#foswiki 2017-02-04,Sat

↑back Search ←Prev date Next date→ Show only urls(Click on time to select a line by its url)

WhoWhatWhen
***ChanServ sets mode: +o cdot [06:49]
........................................................ (idle for 4h37mn)
ChanServ sets mode: +o MichaelDaum [11:26]
............... (idle for 1h10mn)
uebera||MichaelDaum: Either someone modified sth on f.o or the problem went away by itself... memory allocation looks good, no need to restart apache2/mysql anymore. This should mean, however, that we have just missed those spikes before and they always were present or some requests we have not identified from the logs were worse than thought in terms of ressource allocation. [12:36]
MichaelDaumhm [12:43]
....... (idle for 30mn)
uebera||another hypothesis: We used to see zombie processes from time to time; maybe the current apache2/mysql combination "does not give up easily" and instead of zombie processes we now see memory hogging processes. I.e., we need to modify the watchdog to also monitor memory usage. [13:13]
...................... (idle for 1h48mn)
***ChanServ sets mode: +o gac410 [15:01]
....... (idle for 31mn)
Lynnwoodgac410 - I think I may have found an unfortunate side effect of adding the encoding of output files in PublishPlugin. Output images are now broken. [15:32]
gac410Y, this is an ugly issue. The whole way it's written is going to have problems. it "scrapes" links out of the rendered HTML pages, and then copies them. I added some notes to the task.
When "Attach" inserts a link, in old foswiki, it uft-8 encodes and url Encodes the link. Newer code doesn't do this ... as much anyway
Links like /pub/Litterbox/%c3%9a%c5%88%c3%ad%c4%8d%c3%b4%c4%8f%c4%9b/A vs /pub/Litterbox/Úňíčôďě/ ... and we seem to be inconsistent (Those two links are the same!)
[15:34]
LynnwoodI'll take a look at your notes. It makes sense to me how it re-works the urls. the urls aren't the issue.
It's the actual output of file.
[15:40]
gac410Encoding issues are deep. If something is already encoded then it will get broken if it's encoded again. [15:41]
LynnwoodThat line you changed yesterday in file.pm - print $fh Foswiki::encode_utf8($string); [15:42]
gac410So if a link get scraped, and is encoded and then encoded a 2nd time, it gets broken. [15:42]
LynnwoodIt's not the links that are broken, its the file itself.
image files
[15:42]
gac410Ah.... damn. Okay, so it uses the same code to write out html and images. Drats. [15:43]
LynnwoodThe link is correct (points to correct file) but browser says it can't open the file. [15:43]
gac410And we definitely do NOT want to encode non-html. [15:43]
LynnwoodI took a look at the file and they are there and are not empty (they have size). But if i try to open one, it's just broken.
right'
[15:44]
gac410Pass binary data to encode_utf8 and it totally corrupts it. exactly. [15:44]

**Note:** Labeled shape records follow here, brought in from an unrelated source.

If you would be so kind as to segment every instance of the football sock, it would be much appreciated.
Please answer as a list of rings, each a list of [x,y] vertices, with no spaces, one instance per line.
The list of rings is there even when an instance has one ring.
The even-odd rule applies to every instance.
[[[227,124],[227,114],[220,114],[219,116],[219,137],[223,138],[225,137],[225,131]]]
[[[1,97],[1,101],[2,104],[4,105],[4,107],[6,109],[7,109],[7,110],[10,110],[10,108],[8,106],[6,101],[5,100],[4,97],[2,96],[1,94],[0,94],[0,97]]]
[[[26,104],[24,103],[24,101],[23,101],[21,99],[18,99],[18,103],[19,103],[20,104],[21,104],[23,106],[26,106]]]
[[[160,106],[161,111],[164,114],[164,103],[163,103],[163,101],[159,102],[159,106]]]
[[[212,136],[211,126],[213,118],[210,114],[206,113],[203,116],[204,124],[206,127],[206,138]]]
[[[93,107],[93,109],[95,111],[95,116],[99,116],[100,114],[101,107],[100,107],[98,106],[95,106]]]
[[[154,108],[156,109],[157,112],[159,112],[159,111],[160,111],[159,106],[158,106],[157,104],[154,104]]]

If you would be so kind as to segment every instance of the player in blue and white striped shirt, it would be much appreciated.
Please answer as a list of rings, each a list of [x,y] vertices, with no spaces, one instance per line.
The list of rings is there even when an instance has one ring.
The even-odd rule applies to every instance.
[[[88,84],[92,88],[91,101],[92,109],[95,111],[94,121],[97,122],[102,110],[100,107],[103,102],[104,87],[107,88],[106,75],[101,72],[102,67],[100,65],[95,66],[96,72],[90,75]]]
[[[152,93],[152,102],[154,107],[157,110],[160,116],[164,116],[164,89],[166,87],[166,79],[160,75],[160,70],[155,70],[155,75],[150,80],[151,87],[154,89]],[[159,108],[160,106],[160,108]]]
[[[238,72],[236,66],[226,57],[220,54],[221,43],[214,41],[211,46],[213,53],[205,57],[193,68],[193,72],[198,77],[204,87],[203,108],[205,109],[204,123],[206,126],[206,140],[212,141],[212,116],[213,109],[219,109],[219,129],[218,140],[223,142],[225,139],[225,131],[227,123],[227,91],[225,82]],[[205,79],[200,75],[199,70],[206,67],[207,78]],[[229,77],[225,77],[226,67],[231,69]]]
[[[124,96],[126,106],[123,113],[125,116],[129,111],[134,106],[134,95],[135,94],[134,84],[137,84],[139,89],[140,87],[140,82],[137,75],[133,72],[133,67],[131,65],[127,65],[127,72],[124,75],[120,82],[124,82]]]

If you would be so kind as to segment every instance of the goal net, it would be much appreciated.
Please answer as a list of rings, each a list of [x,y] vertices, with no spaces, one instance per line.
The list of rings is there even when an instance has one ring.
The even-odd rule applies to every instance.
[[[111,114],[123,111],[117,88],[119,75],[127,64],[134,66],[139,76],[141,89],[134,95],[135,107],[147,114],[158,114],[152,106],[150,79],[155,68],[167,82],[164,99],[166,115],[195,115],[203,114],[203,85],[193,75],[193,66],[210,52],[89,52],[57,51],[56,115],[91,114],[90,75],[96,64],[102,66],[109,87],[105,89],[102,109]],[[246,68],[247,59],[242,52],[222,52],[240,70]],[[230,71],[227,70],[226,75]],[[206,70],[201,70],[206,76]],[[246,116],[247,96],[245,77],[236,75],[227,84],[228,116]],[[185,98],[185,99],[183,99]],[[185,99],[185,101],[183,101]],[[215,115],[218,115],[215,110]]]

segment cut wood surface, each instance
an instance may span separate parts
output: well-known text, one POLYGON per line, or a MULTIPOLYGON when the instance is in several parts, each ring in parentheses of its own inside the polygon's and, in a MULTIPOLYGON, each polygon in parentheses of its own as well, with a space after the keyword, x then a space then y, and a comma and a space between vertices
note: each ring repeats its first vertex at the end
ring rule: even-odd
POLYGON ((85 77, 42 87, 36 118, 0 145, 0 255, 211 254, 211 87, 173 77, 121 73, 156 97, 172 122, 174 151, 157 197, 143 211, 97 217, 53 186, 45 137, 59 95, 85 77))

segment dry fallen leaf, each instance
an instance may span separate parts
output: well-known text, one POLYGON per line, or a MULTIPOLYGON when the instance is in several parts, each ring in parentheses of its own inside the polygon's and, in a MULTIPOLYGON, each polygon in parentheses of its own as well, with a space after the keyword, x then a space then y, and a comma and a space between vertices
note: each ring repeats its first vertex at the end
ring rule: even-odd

Lynnwoodboth types of output are using the variable $file
so i'm wondering if we could add a conditional at about the same spot you made the change yesterday based on the kind of file it is.
[15:44]
gac410right, so if $file =~ m/\.html/ ... then encode it. [15:45]
LynnwoodLynnwood suggests simplistically...
right
[15:45]
gac410that might be simple enough. though if it's attaching a previously attached html, that would probably not be correct. It really is more complex than that. But that should cover 99% of the cases I bet. [15:46]

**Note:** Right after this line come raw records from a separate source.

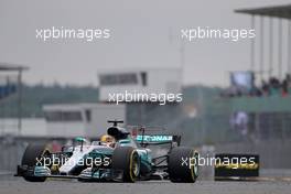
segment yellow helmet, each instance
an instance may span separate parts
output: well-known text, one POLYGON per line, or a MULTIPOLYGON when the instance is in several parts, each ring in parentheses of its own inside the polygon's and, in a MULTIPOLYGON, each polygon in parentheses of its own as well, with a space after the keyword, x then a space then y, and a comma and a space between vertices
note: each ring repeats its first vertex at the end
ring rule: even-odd
POLYGON ((109 136, 109 134, 104 134, 104 136, 101 136, 100 141, 104 143, 114 143, 115 138, 109 136))

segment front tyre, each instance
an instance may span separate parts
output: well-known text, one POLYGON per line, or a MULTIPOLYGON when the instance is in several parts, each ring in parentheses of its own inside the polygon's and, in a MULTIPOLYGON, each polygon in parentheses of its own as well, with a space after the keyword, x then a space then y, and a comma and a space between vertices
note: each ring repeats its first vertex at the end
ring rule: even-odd
POLYGON ((198 152, 192 148, 173 148, 168 165, 171 182, 194 183, 198 177, 198 152))
MULTIPOLYGON (((37 160, 42 157, 48 157, 50 149, 46 144, 29 144, 22 157, 21 165, 35 166, 37 160)), ((23 179, 29 182, 44 182, 44 176, 23 175, 23 179)))
POLYGON ((140 158, 134 148, 118 147, 112 154, 112 170, 122 171, 122 181, 134 183, 140 174, 140 158))

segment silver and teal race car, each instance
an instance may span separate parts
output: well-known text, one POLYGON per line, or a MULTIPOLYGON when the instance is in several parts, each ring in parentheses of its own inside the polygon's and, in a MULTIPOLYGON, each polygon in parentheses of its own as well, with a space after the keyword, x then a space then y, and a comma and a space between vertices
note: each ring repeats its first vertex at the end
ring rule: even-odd
POLYGON ((180 147, 180 136, 146 134, 144 127, 139 128, 141 133, 133 136, 118 126, 122 121, 108 122, 112 123, 107 133, 115 138, 114 144, 76 138, 77 144, 63 147, 58 152, 52 152, 45 144, 29 144, 15 175, 29 182, 44 182, 46 177, 84 182, 196 181, 198 153, 180 147), (153 146, 170 148, 154 155, 154 150, 150 149, 153 146))

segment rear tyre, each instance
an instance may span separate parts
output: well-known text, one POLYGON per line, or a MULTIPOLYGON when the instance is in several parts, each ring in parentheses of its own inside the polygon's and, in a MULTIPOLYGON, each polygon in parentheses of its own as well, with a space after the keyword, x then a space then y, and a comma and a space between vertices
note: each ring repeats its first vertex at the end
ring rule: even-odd
POLYGON ((171 182, 194 183, 198 177, 198 152, 192 148, 173 148, 168 164, 171 182))
POLYGON ((122 181, 134 183, 140 174, 140 158, 134 148, 118 147, 112 154, 112 170, 122 171, 122 181))
MULTIPOLYGON (((21 165, 35 166, 36 159, 48 157, 50 149, 46 144, 29 144, 22 157, 21 165)), ((46 177, 24 175, 23 179, 29 182, 44 182, 46 177)))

LynnwoodI'm not sure if this sheds some light on situation. There are apparently two different paths for outputting image files.
In one case, it retains the original pub/image structure as original.
[15:47]
gac410Don't know, I was not looking in that area. I was just trying to add my findings to the task, and was trying to create a unicode testcase I could attach to the task. [15:48]
LynnwoodHowever, for some reason, in other cases, it lumps all the image files together and just calls them "__extraXX". [15:49]
gac410I have some "unicode topics from hell" that were created with jomo's help during 2.0 development. But some have attachments that are private, so I need to scrub them into some form I could upload. [15:49]
LynnwoodThe first approach is working correctly (the images are ok). However the second one where it creates these files called "extra" is where it's broken.
I found the code that defines the "extra" files.
[15:49]
gac410I think if links are to "external" images it uses a different path than pub files, but not sure. [15:50]
LynnwoodIt's in Publisher.pm, line 1185
no i don't think so. All of these images are from pub... but for some reason it treats them differently.
let me go back and double check... it may be that it treats all images in this way but puts other attachments (pdfs, etc) into topic folders.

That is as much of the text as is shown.